Believe it or not, this was my very first Indian single malt whisky. Coming courtesy of Travis Watt (@edmontonscotclub), today’s sample is the Amrut Spectrum 004 Single Malt Whisky. The casking on this one is pretty unique. Starting off in ex-Bourbon, this was then transferred to custom barrels made with four different stave types: new American oak (#3 char), toasted French oak, ex-Oloroso and ex-PX. It’s non-age stated and bottled at 50% ABV. About 6000 bottles were released worldwide.
Nose: Dark dried fruits. And by that I mean lots of dark dried fruits. I literally feel like I am opening a bag of pitted prunes and just huffing in the smell. Lots of raisins are in here too. As this sits in the glass, I get bright and dark berries. The French oak has something to do with that. Dried strawberries and fresh blackberries mostly. The new American oak is contributing a little bit of dark, ripe cherry. Some tropical notes are coming up now. Grilled pineapple and orange slices. It’s ever so slightly smoky. Not peated. Just smoky. This is very rich in dark baking spices. Toasted cinnamon, earthy nutmeg and allspice. I’ll probably pick up clove on the palate.
Palate: Literally all the non-tropical fruits I described when nosing are on the entry. It’s almost too much to concentrate on. A ton of orange comes in on the development. Zest, flesh, peel, some of it grilled. The lot. The French oak really kicks in during the second half of the development, drying the experience out a little. The tartness of the dried red fruits also point in that direction. Clove joins the rest of the baking spices, as expected. At the very end of the development, I’m getting that good old fruit and nut bar vibe. It’s alternating between dark and milk chocolate, depending on the sip.
Finish: The orange that I got on the development is quite peel-heavy now. The fruit and nut bar, is more nuts than fruit. The drying sensation I got on the development continues, but does not overly dominate. This finish is pretty long.

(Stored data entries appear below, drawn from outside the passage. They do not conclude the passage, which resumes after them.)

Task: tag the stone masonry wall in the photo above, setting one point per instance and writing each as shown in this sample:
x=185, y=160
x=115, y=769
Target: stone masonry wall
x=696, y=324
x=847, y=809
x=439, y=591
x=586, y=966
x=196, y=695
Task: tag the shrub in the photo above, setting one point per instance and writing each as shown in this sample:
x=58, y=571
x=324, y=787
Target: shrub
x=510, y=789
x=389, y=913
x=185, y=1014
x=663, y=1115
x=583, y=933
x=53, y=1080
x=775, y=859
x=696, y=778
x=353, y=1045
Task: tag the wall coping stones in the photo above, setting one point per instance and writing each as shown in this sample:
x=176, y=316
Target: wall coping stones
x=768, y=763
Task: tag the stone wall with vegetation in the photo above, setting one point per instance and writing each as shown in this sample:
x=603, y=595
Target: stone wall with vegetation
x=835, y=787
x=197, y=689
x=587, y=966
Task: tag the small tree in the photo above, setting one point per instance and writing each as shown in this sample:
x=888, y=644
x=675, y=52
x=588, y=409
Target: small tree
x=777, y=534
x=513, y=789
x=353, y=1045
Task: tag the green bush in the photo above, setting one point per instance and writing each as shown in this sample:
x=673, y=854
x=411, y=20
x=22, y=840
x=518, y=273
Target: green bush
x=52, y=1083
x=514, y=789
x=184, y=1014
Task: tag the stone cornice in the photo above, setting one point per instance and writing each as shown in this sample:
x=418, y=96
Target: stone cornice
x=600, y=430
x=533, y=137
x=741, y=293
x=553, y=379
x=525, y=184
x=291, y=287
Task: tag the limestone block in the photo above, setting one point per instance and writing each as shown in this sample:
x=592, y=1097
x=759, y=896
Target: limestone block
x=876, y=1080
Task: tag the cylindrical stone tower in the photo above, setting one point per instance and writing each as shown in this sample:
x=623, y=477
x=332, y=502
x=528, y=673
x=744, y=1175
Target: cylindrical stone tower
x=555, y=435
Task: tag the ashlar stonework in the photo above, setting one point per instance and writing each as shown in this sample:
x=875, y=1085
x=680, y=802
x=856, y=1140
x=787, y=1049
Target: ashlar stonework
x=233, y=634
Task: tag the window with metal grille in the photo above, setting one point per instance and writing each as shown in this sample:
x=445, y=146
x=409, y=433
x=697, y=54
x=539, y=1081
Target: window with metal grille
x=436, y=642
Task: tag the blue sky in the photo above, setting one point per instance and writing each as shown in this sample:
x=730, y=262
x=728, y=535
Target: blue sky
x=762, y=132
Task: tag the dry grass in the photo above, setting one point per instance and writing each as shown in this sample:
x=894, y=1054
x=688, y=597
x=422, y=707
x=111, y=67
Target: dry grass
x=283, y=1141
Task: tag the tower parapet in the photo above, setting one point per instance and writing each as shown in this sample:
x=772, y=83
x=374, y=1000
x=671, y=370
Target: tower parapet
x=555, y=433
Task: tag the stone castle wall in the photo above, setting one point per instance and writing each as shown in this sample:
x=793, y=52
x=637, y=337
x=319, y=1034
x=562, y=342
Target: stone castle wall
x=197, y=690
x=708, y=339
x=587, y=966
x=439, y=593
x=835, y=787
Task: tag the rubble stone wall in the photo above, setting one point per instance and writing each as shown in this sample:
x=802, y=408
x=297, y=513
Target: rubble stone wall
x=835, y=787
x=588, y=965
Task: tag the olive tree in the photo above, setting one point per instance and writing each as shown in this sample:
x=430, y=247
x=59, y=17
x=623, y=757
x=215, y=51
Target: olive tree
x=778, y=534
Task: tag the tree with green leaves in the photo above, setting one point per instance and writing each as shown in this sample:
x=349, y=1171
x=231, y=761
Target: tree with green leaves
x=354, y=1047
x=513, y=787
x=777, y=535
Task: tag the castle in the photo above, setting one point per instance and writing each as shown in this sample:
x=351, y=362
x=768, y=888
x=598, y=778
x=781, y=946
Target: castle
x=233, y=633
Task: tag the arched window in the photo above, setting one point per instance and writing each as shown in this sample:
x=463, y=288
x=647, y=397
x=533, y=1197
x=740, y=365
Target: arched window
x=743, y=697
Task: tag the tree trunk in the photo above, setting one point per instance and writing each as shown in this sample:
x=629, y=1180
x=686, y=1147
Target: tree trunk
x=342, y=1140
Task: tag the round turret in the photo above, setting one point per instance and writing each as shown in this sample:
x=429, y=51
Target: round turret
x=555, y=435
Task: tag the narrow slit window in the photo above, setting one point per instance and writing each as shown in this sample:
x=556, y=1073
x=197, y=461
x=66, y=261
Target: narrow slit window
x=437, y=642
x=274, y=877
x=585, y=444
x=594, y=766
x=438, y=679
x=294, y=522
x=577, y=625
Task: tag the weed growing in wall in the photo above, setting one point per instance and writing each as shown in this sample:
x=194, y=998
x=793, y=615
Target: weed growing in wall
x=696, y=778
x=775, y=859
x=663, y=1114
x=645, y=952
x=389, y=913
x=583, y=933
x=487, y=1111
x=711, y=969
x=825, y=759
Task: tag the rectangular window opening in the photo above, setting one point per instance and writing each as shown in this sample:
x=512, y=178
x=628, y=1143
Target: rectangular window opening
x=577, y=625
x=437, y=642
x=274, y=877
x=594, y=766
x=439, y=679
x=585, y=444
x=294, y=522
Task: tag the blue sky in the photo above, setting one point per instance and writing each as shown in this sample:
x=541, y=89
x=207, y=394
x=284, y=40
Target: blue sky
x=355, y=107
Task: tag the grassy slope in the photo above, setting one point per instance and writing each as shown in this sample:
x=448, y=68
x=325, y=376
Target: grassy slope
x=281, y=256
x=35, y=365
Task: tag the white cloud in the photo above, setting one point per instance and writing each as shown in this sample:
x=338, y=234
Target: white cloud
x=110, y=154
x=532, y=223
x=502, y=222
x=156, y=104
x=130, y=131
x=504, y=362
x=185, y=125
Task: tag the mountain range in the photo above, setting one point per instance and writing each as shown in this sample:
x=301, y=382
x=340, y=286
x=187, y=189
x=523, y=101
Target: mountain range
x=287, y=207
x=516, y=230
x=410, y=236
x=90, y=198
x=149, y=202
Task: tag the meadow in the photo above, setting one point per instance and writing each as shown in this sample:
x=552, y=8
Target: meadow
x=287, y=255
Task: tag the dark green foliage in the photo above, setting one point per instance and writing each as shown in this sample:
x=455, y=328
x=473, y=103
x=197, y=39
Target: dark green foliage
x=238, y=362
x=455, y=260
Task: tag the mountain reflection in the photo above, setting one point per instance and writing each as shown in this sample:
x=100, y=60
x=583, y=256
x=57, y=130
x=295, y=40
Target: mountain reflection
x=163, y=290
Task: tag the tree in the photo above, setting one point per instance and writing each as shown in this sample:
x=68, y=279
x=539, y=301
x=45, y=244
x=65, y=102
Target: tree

This is one of the most dense flavour experiences I have ever had in a whisky. Young whisky matured in the tropics/sub-tropics has astounded me over the last year. Even at three years, you can get notes that are usually found in 20+ year old Scotch. This is a clear testament to how effective high temperatures are in turbo-charging the maturation process. This was my very first experience with Indian single malt whisky and it shan’t be the last.